Un estudio de la OMS prevé un declive de la mortalidad infantil y de infecciones como la malaria, pero advierte del auge de enfermedades ligadas al envejecimiento
Aunque las enfermedades cardiacas son la primera causa de muerte en los países ricos, la depresión ya se ha convertido en la enfermedad que tiene un mayor impacto social, advierte un estudio de la Organización Mundial de la Salud (OMS) difundido ayer en la revista científica electrónica PLoS Medicine.
En los próximos veinticinco años, las enfermedades de falta de riego sanguíneo en el corazón, como el infarto, seguirán liderando las causas de muerte, ya que representarán un 15,8% de las defunciones en el año 2030. Si se les suman el 9,0% de las enfermedades de riego sanguíneo en el cerebro -los ictus-, una de cada cuatro muertes en los países ricos se deberá a trastornos de la circulación sanguínea.
Pero si en lugar de contar el número de muertes se analizan los años de vida perdidos por muerte prematura, o bien vividos en situación de discapacidad, la depresión unipolar seguirá siendo en el 2030 la enfermedad con un mayor impacto social. "Menos de la mitad de los episodios de depresión mayor se diagnostica correctamente en los países de ingresos elevados, y sólo la mitad de los que se diagnostican recibe un tratamiento eficaz", declaró ayer en entrevista telefónica Colin Mathers, epidemiólogo de la OMS y coautor de la investigación.
En la actualidad, los problemas de salud con una factura social más elevada en Europa occidental, Norteamérica, Australia, Nueva Zelanda y Japón son, después de la depresión y por este orden: las enfermedades cardiacas, el ictus, el abuso de alcohol y el alzheimer. Para los próximos 25 años, la OMS destaca entre las que más aumentarán por su impacto social la diabetes (con un aumento del 73% en años de vida perdidos o vividos con discapacidad en el periodo 2002-2030), el alzheimer (con un 66%) y los trastornos auditivos (con un 21%).
En el conjunto del mundo, la falta de riego sanguíneo en el corazón también es, y seguirá siendo en los próximos años, la primera causa de muerte. Pero el sida desplazará a las muertes perinatales -las que se producen al final del embarazo, durante el parto o en los primeros días de vida- como el problema de salud de mayor impacto social. La OMS prevé un incremento de la depresión a escala global, que se situará en segundo lugar detrás del sida en años de vida perdidos o vividos con discapacidad, así como de los accidentes de tráfico y de las enfermedades cardiacas.
Por el contrario, se espera una reducción de la mortalidad infantil -del 40% en el periodo 2005-2030 para niños menores de cinco años- y de enfermedades infecciosas asociadas a la pobreza, como la tuberculosis y la malaria. En conjunto, el estudio prevé una reducción de la mortalidad en edades tempranas y un recrudecimiento de las enfermedades ligadas al envejecimiento en todas las regiones del mundo.

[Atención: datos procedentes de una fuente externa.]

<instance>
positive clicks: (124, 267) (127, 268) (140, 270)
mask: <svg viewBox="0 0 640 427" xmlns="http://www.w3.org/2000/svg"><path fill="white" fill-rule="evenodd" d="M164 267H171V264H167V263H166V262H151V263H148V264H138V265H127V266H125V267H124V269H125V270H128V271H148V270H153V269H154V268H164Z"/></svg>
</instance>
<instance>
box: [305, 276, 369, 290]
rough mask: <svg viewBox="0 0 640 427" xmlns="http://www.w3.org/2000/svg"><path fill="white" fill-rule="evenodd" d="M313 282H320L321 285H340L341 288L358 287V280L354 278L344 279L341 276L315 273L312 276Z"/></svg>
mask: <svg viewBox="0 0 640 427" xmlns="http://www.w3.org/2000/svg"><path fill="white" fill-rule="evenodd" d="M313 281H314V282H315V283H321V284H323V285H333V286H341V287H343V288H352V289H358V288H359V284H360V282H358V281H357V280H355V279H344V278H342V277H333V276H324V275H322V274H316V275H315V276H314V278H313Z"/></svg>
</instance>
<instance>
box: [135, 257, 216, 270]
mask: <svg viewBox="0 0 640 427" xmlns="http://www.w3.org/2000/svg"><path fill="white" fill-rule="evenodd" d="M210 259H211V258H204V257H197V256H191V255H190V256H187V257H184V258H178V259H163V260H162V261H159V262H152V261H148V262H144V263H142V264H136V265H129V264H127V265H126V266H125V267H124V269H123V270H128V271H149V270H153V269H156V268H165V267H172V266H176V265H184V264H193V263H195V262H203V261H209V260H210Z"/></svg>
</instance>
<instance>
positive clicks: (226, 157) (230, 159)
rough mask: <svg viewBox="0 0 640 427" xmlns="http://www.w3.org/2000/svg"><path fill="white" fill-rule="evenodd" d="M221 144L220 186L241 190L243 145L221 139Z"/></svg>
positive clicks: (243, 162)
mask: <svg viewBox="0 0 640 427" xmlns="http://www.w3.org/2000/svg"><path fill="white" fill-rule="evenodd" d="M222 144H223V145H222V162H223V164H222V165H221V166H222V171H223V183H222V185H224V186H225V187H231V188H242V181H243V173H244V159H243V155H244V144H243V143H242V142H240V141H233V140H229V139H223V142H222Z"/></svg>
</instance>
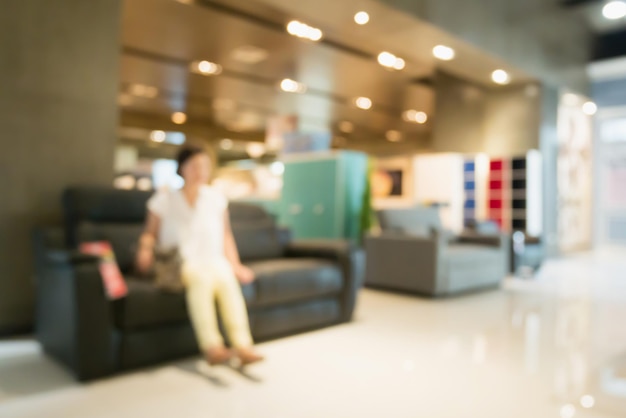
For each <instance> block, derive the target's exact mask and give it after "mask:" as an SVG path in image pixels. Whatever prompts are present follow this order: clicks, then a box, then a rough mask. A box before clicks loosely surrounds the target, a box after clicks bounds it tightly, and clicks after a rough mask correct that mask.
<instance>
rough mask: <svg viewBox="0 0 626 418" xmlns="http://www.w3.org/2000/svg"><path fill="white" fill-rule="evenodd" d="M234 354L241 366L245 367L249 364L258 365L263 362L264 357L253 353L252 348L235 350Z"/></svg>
mask: <svg viewBox="0 0 626 418" xmlns="http://www.w3.org/2000/svg"><path fill="white" fill-rule="evenodd" d="M236 353H237V357H238V358H239V361H241V365H242V366H247V365H249V364H253V363H258V362H260V361H263V360H265V357H263V356H262V355H260V354H257V353H255V352H254V350H253V349H252V348H239V349H237V351H236Z"/></svg>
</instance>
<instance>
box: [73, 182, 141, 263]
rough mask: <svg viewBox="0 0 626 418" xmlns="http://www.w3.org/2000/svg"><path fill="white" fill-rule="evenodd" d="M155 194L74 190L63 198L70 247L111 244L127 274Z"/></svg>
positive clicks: (97, 187)
mask: <svg viewBox="0 0 626 418" xmlns="http://www.w3.org/2000/svg"><path fill="white" fill-rule="evenodd" d="M151 195H152V193H151V192H143V191H138V190H118V189H114V188H106V187H77V188H70V189H68V190H66V191H65V193H64V195H63V209H64V214H65V227H66V236H67V241H68V242H67V244H68V246H69V247H70V248H76V247H77V246H78V245H79V244H80V243H81V242H87V241H109V242H110V243H111V246H112V247H113V252H114V253H115V257H116V259H117V262H118V264H119V266H120V269H121V270H122V271H123V272H127V271H129V270H130V269H131V268H132V266H133V263H134V258H135V254H134V253H135V251H134V249H135V248H136V245H137V241H138V240H139V236H140V235H141V233H142V232H143V228H144V221H145V217H146V203H147V201H148V199H149V198H150V196H151Z"/></svg>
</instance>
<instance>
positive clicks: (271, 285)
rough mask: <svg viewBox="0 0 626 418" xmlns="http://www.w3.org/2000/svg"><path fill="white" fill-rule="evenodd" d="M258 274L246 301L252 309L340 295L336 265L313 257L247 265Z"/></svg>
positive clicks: (324, 260)
mask: <svg viewBox="0 0 626 418" xmlns="http://www.w3.org/2000/svg"><path fill="white" fill-rule="evenodd" d="M248 265H249V267H250V268H251V269H252V270H253V271H254V272H255V273H256V276H257V280H256V281H255V282H254V283H253V284H252V287H254V292H249V293H248V294H247V295H246V292H245V291H244V296H247V300H246V302H247V303H248V306H250V307H260V306H270V305H276V304H283V303H290V302H297V301H301V300H307V299H313V298H318V297H321V296H326V295H333V294H337V293H339V292H340V291H341V290H342V288H343V279H342V274H341V271H340V269H339V267H338V266H337V264H336V263H333V262H331V261H327V260H320V259H310V258H293V259H279V260H264V261H257V262H253V263H249V264H248Z"/></svg>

La esperanza de vida se situará en 85 años para las mujeres y en 79,7 para los hombres en los países ricos en el año 2030, con un récord de 88,5 años para la población femenina de Japón.
Estos datos son una actualización del histórico estudio Impacto Global de la Enfermedad publicado por la OMS en 1997, que hacía una prospección de las tendencias de salud global hasta el 2020 y en el que se basa gran parte de las actuales políticas de salud. Pero aquel estudio "se basaba en datos de 1990 que en granmedida han quedado desfasados", escriben los autores de la investigación en PLoS Medicine. "En particular, subestimaron la extensión de la epidemia del VIH/sida".
El estudio aspira a "sustentar las políticas sanitarias sobre datos actualizados", aunque los investigadores reconocen que hay "márgenes de incertidumbre amplios en las proyecciones de futuro". Una de las mayores incógnitas se centra en la evolución del sida en los próximos años, que depende en gran parte del acceso de los portadores del VIH a los fármacos antirretrovirales.
Menos dudas hay en torno a la futura evolución de la depresión, que viene determinada en gran parte "por el crecimiento y el envejecimiento de la población, más que por un deterioro de las condiciones de vida", señala Mathers. Desde el estudio de 1997, "hemos observado que ha desplazado a las enfermedades cardiacas como primera causa de años de vida perdidos o vividos con mala salud" en los países ricos. Para reducir el impacto de la depresión, "será importante mejorar la disponibilidad de tratamientos efectivos contra la depresión, pero también reducir el estigma en torno a las enfermedades mentales".